Taken together, we conclude that Y-2 may inhibit the activation of neuronal necroptosis by repressing the astrocytic production of TNF-α and other pro-inflammatory factors.

In this study, we have demonstrated that the combination of Eda and (+)-Borneol (Y-2) provided stronger inhibition of cognitive deficits and AD pathologies in 5×FAD mice, suggesting that the combining antioxidant and anti-inflammatory drug synergizes to slow down AD progression, which is more efficacious than each alone in Aβ pathologies, neuronal necroptosis and NAD⁺ level, but not in anti-oxidant or anti-neuroinflammation. The animal behavioral data reveal that Y-2 treatment performed better in improving cognitive function of 5×FAD mice compared to Eda treatment (Fig. 1). Notably, Y-2 showed a stronger potency than Eda on reduction of AD pathologies (Figs. 2 and 3), in line with previous clinical findings indicating that Y-2 treatment had better outcomes than Eda alone in patients with AIS [31]. Given that Y-2 had a synergistic effect of anti-oxidant and anti-inflammatory, its better efficacy could possibly due to the additional anti-inflammatory effect of (+)-Borneol (Fig. 7).

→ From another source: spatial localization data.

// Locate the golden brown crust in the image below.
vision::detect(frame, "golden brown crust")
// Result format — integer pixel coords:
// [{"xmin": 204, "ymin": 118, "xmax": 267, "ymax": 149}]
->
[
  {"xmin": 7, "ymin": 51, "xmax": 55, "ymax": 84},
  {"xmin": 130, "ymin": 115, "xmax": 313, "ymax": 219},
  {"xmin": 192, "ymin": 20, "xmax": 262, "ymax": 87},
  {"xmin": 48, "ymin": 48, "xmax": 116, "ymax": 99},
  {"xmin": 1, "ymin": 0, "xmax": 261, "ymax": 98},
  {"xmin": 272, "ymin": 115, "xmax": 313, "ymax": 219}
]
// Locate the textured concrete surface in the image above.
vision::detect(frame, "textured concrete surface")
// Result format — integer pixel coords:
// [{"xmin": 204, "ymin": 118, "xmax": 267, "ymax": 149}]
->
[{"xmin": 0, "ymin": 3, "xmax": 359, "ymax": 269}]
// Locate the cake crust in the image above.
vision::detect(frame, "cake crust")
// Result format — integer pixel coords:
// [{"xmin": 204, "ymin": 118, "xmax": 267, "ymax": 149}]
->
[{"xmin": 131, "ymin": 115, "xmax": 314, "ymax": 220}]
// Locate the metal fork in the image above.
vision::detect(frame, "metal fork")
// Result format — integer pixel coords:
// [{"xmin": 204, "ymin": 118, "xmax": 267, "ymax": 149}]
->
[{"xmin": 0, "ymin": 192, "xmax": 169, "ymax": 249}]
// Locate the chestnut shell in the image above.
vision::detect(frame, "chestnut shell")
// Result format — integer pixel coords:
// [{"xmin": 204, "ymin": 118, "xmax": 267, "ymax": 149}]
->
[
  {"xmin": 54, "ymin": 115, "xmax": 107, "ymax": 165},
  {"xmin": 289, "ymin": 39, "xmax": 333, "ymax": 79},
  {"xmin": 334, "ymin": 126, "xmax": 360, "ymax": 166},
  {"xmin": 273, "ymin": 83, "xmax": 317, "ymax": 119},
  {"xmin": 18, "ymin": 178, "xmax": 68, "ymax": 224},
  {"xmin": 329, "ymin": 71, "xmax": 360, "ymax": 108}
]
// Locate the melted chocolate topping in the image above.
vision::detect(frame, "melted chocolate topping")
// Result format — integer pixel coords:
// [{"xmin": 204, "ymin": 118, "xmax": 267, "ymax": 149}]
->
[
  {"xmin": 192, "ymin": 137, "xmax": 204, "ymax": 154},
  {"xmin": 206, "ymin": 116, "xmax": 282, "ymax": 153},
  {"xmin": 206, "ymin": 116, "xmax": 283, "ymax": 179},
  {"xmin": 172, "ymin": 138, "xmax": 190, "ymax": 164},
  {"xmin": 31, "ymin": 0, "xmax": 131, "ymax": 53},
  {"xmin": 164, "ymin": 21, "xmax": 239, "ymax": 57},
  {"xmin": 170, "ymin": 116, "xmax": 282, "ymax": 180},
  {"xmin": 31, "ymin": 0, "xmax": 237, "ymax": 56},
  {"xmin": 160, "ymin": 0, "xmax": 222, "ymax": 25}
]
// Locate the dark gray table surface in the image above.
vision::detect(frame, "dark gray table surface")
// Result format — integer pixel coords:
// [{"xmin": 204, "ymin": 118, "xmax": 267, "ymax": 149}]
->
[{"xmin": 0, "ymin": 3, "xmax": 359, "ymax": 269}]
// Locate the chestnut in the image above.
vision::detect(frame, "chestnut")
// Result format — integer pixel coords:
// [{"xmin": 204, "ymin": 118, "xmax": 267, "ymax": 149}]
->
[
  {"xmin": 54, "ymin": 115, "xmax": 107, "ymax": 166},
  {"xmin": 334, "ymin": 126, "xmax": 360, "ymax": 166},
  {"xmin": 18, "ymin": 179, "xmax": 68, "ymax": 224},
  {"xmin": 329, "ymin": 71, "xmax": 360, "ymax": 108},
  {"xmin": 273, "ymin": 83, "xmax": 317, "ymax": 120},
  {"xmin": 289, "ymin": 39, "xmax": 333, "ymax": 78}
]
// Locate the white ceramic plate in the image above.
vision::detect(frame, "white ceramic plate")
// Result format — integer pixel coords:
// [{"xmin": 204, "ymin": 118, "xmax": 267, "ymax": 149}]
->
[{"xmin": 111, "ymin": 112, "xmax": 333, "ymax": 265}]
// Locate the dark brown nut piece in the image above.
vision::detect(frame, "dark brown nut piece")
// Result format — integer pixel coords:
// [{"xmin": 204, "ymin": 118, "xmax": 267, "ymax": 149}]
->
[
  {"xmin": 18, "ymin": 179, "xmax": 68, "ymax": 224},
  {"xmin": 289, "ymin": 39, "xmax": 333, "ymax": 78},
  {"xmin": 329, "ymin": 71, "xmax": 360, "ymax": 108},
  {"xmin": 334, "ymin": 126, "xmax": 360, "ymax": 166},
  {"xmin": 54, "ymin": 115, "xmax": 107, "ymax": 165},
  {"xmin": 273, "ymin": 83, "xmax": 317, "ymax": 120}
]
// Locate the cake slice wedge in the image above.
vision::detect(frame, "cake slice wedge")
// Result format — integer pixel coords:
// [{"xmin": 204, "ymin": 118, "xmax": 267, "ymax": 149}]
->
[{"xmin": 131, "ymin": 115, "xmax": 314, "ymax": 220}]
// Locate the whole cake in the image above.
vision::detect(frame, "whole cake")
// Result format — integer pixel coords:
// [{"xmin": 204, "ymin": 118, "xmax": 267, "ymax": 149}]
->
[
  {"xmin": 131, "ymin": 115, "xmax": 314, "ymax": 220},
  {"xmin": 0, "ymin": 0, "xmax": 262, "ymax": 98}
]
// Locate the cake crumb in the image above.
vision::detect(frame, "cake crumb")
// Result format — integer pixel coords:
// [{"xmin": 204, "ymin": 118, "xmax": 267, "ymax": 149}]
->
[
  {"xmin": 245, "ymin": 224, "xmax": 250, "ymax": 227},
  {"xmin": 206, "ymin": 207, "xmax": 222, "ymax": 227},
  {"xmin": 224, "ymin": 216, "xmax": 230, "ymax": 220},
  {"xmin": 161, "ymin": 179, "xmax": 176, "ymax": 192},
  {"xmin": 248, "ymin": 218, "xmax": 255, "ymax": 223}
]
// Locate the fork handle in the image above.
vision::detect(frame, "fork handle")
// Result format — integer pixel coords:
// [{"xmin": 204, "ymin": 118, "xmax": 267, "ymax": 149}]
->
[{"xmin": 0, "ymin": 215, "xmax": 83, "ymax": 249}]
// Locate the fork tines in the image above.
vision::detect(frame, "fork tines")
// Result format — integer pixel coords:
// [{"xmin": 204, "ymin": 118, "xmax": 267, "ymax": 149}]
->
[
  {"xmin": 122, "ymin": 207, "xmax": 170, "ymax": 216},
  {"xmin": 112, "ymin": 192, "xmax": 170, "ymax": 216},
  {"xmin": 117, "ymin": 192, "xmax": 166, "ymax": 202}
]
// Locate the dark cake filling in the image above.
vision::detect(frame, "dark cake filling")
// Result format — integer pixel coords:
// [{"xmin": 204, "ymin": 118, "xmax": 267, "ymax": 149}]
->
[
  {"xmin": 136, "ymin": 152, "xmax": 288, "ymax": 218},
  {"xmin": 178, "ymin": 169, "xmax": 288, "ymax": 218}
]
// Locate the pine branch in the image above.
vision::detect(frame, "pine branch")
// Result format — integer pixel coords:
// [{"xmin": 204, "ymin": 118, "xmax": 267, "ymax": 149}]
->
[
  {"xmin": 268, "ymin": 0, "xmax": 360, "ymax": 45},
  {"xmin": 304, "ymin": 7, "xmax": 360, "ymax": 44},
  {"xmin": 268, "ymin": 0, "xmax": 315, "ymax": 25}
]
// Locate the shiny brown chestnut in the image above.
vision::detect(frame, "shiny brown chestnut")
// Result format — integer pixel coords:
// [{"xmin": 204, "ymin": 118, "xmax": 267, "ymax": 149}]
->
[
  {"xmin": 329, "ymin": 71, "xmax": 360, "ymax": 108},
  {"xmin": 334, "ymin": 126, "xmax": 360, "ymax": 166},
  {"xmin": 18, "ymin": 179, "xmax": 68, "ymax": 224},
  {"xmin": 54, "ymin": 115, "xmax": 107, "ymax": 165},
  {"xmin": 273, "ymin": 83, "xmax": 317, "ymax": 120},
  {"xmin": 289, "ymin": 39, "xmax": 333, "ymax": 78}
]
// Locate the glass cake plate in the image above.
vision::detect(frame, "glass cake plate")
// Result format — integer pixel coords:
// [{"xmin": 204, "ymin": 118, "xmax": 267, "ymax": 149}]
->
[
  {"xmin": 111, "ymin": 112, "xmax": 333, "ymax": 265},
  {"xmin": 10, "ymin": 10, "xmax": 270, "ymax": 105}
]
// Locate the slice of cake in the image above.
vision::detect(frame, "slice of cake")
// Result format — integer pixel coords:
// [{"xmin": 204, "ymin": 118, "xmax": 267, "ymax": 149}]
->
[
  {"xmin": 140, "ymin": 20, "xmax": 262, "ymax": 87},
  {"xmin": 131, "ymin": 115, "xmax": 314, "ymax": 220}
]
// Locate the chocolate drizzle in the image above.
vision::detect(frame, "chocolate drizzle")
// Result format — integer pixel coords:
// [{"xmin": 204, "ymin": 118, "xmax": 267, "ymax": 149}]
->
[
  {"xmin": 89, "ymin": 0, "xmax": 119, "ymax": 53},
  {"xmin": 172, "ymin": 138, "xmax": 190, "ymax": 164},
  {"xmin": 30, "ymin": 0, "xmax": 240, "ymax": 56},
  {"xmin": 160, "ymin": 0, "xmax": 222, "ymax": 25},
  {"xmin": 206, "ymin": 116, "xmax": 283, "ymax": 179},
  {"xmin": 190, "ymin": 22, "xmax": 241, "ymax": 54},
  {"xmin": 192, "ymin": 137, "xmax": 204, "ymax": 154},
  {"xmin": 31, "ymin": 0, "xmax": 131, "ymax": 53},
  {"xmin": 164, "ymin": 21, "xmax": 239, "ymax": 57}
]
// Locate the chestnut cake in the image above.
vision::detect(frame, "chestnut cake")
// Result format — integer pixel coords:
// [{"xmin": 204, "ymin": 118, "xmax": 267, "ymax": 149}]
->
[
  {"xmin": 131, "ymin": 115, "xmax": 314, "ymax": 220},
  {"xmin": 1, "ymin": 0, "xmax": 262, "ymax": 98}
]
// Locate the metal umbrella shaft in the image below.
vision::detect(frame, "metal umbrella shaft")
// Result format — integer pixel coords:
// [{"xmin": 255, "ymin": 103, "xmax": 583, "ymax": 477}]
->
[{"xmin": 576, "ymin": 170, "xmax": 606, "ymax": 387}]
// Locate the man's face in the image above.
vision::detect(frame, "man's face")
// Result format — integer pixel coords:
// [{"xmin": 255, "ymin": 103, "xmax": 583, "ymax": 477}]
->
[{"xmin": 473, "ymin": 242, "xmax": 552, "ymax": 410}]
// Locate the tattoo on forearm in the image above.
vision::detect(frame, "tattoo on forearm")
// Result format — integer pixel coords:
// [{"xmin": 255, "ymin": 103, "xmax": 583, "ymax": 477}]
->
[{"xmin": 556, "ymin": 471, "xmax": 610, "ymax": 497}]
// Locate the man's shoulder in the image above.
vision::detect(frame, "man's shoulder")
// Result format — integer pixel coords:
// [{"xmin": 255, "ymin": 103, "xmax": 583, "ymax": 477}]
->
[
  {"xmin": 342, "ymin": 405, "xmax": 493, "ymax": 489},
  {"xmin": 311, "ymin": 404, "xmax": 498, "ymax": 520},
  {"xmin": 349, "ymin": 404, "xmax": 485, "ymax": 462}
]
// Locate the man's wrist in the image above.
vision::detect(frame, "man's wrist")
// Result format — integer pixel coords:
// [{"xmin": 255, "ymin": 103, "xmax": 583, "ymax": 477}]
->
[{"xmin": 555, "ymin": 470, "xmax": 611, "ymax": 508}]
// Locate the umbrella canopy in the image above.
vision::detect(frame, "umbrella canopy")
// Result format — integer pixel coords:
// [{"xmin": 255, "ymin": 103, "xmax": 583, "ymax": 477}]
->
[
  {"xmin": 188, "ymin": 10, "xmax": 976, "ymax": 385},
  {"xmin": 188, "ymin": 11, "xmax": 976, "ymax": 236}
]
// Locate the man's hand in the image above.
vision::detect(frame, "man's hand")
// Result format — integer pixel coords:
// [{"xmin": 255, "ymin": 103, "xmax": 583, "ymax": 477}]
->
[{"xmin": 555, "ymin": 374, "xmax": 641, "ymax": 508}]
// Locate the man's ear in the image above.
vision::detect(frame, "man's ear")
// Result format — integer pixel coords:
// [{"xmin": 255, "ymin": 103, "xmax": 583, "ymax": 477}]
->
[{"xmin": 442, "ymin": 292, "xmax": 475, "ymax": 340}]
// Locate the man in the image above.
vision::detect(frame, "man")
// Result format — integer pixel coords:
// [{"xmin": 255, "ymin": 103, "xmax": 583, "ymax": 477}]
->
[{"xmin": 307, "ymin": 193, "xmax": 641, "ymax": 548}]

Increasing evidence indeed suggests that AD pathogenesis is not restricted to neuronal compartments but is also closely related to neuroinflammatory mechanisms in the brain. Misfolded and aggregated proteins including Aβ oligomers/fibrils can activate recognition receptors on microglia and astrocytes and induce an innate immune response, featured by the release of inflammatory factors that contribute to AD progression [11]. Our data confirmed the activation of glial cells in AD, indicated by the astrogliosis and microgliosis surrounding Aβ plaques in the 5×FAD mice (Fig. 3). Strikingly, both Eda and Y-2 reduced the levels of gliosis (Fig. 3), inferring that glia-mediated inflammation was downregulated. Conformably, ELISA data from astrocytic culture and AD mice showed that Eda and Y-2 indeed lowered the levels of inflammatory factors such as IL-1β, IL-6 and TNF-α, but increased that of anti-inflammatory IL-10 (Figs. 4 and 7). Again, Y-2 exhibited a stronger anti-inflammatory efficacy than Eda alone (Fig. 7B-E) consistent with the strong anti-inflammatory function of (+)-Borneol [46].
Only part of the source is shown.